Yes, Halloween has been and gone, but it’s not too late to ponder the seasonal implications for human behaviour, such as how people make decisions in a zombie apocalypse. This old article from the BPS recalls a Science Museum experiment on just that. Participants took part in a computer simulation where they had to direct their character from a corridor into a zombie-filled room, then get back out as fast as they could. The zombies were trying to get out too.
Participants showed no preference for either of the exits, but when the stress of trying to get the fastest time was introduced, they were more likely to head straight for the door through which they’d entered, even though most of the zombies were heading that way too. It’s a light-hearted demonstration of our tendency, when we feel threatened, to revert to what we know, and a reminder that we should never expect people to make rational choices – especially when there’s a lot at stake.
Also this week:
Trick-or-treaters bingeing on sugar may be a once-a-year phenomenon for many, but for young people with diabetes, checking sugar levels regularly is critical, and this article suggests the magic ingredient in persuading them to do so is cold, hard cash
Good news for charities hoping to boost support – the BIT has launched a new version of its volunteering and fundraising-nudging tool Test+Build
Another quick one from the Nudge Unit – surprising us with just how much our behaviour’s affected by saying goodbye to BST for the winter
The Centre for Cities has existed for many years – as well, more recently, as the Centre for London. Led by figures from the world of political science, including Ian Warren and Rob Ford, the creation of the Centre for Towns is an important step forward in developing a political voice for other parts of the country. It will be interesting, as it develops, to see the types of differences they identify between cities and towns – both as far as policy solutions and public attitudes are concerned – and to better understand politics away from our metropolitan centres.
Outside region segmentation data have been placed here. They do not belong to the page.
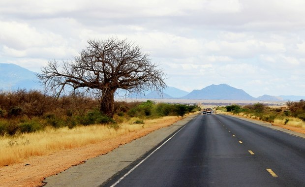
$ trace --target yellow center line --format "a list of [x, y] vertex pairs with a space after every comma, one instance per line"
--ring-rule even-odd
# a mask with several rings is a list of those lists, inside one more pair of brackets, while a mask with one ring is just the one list
[[248, 151], [249, 152], [249, 153], [250, 153], [250, 154], [251, 155], [254, 155], [254, 153], [253, 153], [252, 151], [251, 151], [251, 150], [249, 150], [249, 151]]
[[276, 175], [276, 174], [275, 174], [275, 173], [271, 169], [266, 169], [266, 170], [267, 170], [273, 177], [277, 177], [277, 175]]

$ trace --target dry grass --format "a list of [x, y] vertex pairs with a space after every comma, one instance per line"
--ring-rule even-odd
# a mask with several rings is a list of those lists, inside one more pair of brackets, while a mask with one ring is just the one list
[[[254, 120], [260, 120], [260, 118], [253, 114], [247, 114], [243, 112], [241, 112], [238, 114], [238, 116], [246, 118], [250, 118]], [[286, 124], [285, 123], [286, 122]], [[293, 126], [294, 127], [298, 127], [305, 129], [305, 123], [302, 120], [293, 117], [287, 117], [284, 119], [275, 119], [274, 122], [273, 123], [274, 125], [284, 125], [287, 126]]]
[[[287, 120], [288, 120], [288, 122], [285, 124], [285, 122], [287, 122]], [[274, 123], [275, 124], [291, 126], [295, 127], [305, 128], [305, 123], [299, 118], [296, 118], [288, 117], [285, 119], [275, 119]]]
[[122, 134], [149, 128], [158, 122], [177, 119], [166, 117], [147, 120], [144, 124], [134, 124], [136, 119], [120, 125], [118, 129], [106, 125], [93, 125], [67, 128], [47, 128], [45, 130], [14, 136], [0, 137], [0, 167], [20, 162], [31, 156], [46, 155], [64, 149], [86, 146], [102, 141]]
Elsewhere this week, we just thought we’d quickly flag the below infographic (taken from here), which visualises the current status of the UK ion relation to the EU – along with five different post-Brexit policy permutations. To really understand Brexit it’s worth perusing in more detail. While we’re on the topic, this Institute for Govt matrix is also useful.
Donald Trump Jr this week chose Halloween as the perfect opportunity for a life lesson for his young daughter Chloe. His much-discussed tweet, suggesting that giving half of her sweets away to “some kid who sat at home” would open her eyes to socialism, has invited a fair amount of ridicule, but who is likely to have seen that tweet and nodded their heads in approval? We loaded up a couple of bucketfuls of confectionary and headed down to the Values Lab to find out.
% who agree strongly that…
Poor people today have it easy because they can get benefits without doing anything in return
Poor people have hard lives because benefits don’t go far enough to help them live decently
The question above was asked as a scale of agreement from the first statement to the second, so there are lots of less impassioned responses in between, but nonetheless there is a clear pattern that socially liberal and fairness-focussed Pioneers are more likely to feel strongly that benefits don’t go far enough, while more individualistic Prospectors are more in agreement that benefits make like too easy.
The perplexing result comes from socially conservative and stability-driven Settlers, who are the most likely of the groups to feel strongly either way. Typically concerned with certainty and protecting what they have, it’s reasonable to infer that this might make them more likely to resent benefits-receivers if they don’t think they have worked as hard as they themselves have. Then again, Settlers account for more people who are in less wealthy socioeconomic groups, so it could be that the ‘hard lives’ of poor people in the second statement resonates more directly for some.